Watch: George Michael's hilarious performance paves the way for hugely-popular Carpool Karaoke
FANS are flooding to re-watch George Micheal's performance on what was, unofficially, the first-ever Carpool Karaoke with James Corden.
The 'Carpool Karaoke' slot has proved to be hugely popular since Corden took over 'The Late Late Show' in the US in 2015, with guests including Michelle Obama and Adele taking part.
But Michael is credited with appearing in the first of James Corden's carpool karaoke features, for Comic Relief in 2011, long before the British comedian and television presenter took the idea across the Atlantic.
The short sequence saw the pair duetting on What! hit I'm Your Man, with Michael making a pun about homophobia.
In June, Corden spoke about the beginnings of Carpool Karaoke on Howard Stern’s SiriusXM radio show.
Corden said that first clip with George Michael paved the way for the now-popular segment.
“We couldn’t put our finger on why is this so joyful? There’s a joy in here. We couldn’t really work out why,” Corden said.

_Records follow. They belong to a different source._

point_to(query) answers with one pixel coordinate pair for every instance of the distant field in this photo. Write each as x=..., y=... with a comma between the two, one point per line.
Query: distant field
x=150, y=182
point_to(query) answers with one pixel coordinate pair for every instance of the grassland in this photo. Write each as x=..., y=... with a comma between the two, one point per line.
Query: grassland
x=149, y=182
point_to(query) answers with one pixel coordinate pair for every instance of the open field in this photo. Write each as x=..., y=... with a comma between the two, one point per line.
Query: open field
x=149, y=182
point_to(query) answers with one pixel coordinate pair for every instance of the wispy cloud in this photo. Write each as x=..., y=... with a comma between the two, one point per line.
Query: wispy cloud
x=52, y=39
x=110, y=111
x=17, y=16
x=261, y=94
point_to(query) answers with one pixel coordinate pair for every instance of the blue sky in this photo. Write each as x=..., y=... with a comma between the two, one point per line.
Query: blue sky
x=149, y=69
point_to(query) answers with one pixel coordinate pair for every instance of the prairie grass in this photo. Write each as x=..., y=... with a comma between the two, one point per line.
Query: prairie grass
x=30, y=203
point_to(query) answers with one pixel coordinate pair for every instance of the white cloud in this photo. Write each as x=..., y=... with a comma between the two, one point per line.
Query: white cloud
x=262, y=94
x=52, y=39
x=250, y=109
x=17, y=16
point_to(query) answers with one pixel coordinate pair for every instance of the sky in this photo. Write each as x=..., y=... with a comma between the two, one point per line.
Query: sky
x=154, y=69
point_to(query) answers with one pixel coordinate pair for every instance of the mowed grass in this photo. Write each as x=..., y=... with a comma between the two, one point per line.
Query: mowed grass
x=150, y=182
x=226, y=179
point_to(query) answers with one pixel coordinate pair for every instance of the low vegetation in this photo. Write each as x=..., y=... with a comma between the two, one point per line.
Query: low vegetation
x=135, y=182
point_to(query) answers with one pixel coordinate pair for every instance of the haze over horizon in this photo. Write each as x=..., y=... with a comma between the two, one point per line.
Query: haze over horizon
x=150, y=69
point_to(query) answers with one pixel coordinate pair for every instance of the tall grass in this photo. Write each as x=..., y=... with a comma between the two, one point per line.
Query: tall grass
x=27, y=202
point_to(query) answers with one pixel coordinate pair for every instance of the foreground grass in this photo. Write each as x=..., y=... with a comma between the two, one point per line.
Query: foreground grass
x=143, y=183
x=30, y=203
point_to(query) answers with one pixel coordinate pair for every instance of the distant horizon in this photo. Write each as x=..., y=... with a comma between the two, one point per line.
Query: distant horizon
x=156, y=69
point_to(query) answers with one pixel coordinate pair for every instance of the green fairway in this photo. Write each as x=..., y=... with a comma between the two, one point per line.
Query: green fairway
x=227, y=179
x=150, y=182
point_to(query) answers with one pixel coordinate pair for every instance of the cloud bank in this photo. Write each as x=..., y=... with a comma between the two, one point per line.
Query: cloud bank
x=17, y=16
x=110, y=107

Following the shock news that Michael had passed away on Christmas Day, Corden tweeted: "I’ve loved George Michael for as long as I can remember. He was an absolute inspiration. Always ahead of his time."
His appearance on Carpool Karaoke was just one of a number of high-profile cameos he made on television over the years.
His self-deprecating and playful nature were common features of his cameos - notably when he turned down the sexual advances of a female character in the Catherine Tate Show 2007 Christmas special with: "Do you not read the papers, love?"
He appeared as himself in another BBC comedy, Ricky Gervais' Extras in 2007, in which spent time on a park bench enquiring about "action" and paparazzi, the script also referencing several tabloid newspaper scandals linked to the pop star.
And he also gave his time for a Comic Relief sketch in 2009 when he met the Little Britain characters Lou and Andy. He was the butt of the joke when Matt Lucas' wheelchair-bound character said that his music was "emotionally vapid" - and that he preferred Tony Hadley, frontman with 1980s pop group Spandau Ballet.
Michael was also a frequent reference point for EastEnders character Heather Trott, whose dedication to the singer was such that she named her son after him.